Consolidated financial results

 

Key figures (excluding non-recurring items) 2008 2007
Sales growth 16% 12%
Operating costs growth 14% 11%
Operating margin 20% 18%
Operating income growth 28% 14%
Tax rate 27% 29%

Sales MTG generated 16% net sales growth in 2008 to SEK 13,166 (11,351) million, with the Nordic broadcasting and Online businesses reporting healthy growth and the Emerging Markets pay-TV business continuing its rapid development. The underlying year on year growth rate, when excluding acquisitions and divestments, was 15%.
The Group’s revenue mix continued to reflect it’s diversified and balanced structure, with 43% (43%) of revenues derived from advertising sales; 38% (39%) from subscription payments; and 19% (18%) from other business-to-business and business-to-consumer sales. 

Operating expenses Group operating costs were up 14% to SEK 11,219 (9,804) million, when excluding non-recurring items as the divestment of DTV Group and the goodwill impairment charge in the Online business area. The increase reflected the addition of new channels to the Group’s pay-TV offerings, the consolidation of Nova Televizia in Bulgaria, the development of the Ukrainian and Ghanaian businesses, as well as ongoing programming investments and the investments in the Group’s Online business operations.

Operating income Group operating income was up 26% to SEK 1,947 (1,547) million, when excluding associated company income, the impact of the sale of DTV Group, and the second quarter Online asset impairment charge.

Associated company income The Group’s combined equity participations, which primarily comprise the 39.4% interest in the earnings of CTC Media, contributed increased associated company income of SEK 651 (480) million.

Net interest and other financial items amounted to SEK -61 (-12) million, which included SEK -28 (-9) million of net interest expenses. The increased interest expenses primarily reflected the increase in the Group’s borrowings during the year. Other financial items comprise a write-down of the Group’s shares in Metro International S.A. of SEK 26 million.
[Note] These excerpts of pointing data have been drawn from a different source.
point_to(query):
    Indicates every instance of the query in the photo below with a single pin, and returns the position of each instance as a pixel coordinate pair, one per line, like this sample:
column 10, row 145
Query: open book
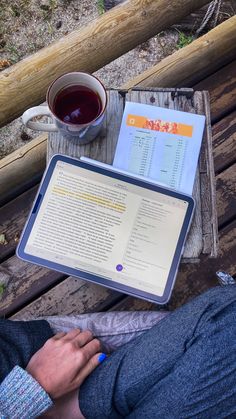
column 161, row 144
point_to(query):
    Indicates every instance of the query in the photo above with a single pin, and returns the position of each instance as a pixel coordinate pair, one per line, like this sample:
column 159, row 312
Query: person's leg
column 113, row 329
column 183, row 367
column 19, row 341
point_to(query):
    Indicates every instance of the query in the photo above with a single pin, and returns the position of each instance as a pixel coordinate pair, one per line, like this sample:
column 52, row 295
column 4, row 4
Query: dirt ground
column 28, row 25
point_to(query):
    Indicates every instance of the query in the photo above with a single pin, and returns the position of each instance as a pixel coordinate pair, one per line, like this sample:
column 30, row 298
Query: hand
column 64, row 362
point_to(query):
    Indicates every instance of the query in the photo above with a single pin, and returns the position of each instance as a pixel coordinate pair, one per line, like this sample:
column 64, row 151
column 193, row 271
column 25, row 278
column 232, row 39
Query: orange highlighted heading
column 159, row 125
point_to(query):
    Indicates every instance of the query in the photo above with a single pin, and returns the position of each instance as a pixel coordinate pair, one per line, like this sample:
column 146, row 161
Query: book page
column 108, row 227
column 162, row 144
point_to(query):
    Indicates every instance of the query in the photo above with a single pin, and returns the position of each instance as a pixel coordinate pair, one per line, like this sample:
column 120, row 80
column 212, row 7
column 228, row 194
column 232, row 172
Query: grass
column 184, row 40
column 101, row 7
column 14, row 53
column 2, row 289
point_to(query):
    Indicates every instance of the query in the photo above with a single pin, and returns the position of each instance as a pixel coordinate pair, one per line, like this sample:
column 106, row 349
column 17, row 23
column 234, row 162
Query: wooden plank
column 72, row 296
column 224, row 141
column 192, row 22
column 13, row 217
column 87, row 49
column 133, row 304
column 180, row 99
column 22, row 169
column 193, row 280
column 26, row 281
column 222, row 89
column 190, row 64
column 75, row 296
column 103, row 147
column 193, row 246
column 226, row 195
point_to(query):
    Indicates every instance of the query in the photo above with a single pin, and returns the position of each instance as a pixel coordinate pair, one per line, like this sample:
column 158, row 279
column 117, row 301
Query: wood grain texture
column 224, row 142
column 103, row 149
column 189, row 65
column 87, row 49
column 70, row 297
column 222, row 89
column 22, row 168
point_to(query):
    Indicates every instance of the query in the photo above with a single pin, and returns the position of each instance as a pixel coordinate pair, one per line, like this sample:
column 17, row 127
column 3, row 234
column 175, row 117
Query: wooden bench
column 33, row 291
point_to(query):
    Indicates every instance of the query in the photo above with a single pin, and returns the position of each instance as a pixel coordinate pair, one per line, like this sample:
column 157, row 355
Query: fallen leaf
column 3, row 239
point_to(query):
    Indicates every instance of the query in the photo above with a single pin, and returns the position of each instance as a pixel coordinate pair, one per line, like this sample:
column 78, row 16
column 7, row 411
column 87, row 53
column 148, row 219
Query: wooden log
column 72, row 296
column 193, row 280
column 87, row 49
column 22, row 168
column 75, row 296
column 222, row 89
column 224, row 142
column 192, row 63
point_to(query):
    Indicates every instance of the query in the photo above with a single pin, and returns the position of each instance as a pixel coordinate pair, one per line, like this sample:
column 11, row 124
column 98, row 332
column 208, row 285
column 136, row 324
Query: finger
column 90, row 366
column 71, row 334
column 83, row 338
column 91, row 348
column 59, row 335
Tax Group tax charges totalled SEK 683 (588) million, whilst paid taxes amounted to SEK 544 (262) million.

Net income and earnings per share The Group reported a more than doubling of net income to SEK 2,927 (1,428) million, and increased basic earnings per share of SEK 43.25 (20.35). Basic earnings per share excluding the SEK 1,150 million net gain from the sale of Russian DTV Group and the Online asset impairment charge amounted to SEK 26.96.

Impact of foreign currency rate fluctuations Favourable exchange rate movements positively impacted the Group’s sales growth by 2%, as most of the Group’s local operating currencies strengthened against the Swedish krona reporting currency. The Group’s equity participation in CTC Media is translated from US dollars. The principal foreign currency exposure for the Group in operating expense terms is the US dollar, in which the majority of the Group’s programming content is acquired. The Group also operates in euro-denominated currency markets or markets with a strong link to the euro currency. MTG hedges its main part of contracted outflow for programme acquisition in US dollar, sterling and Swiss franc on a forward rolling twelve-month basis, in order to reduce the impact of short-term currency translation effects on the Group’s cost base.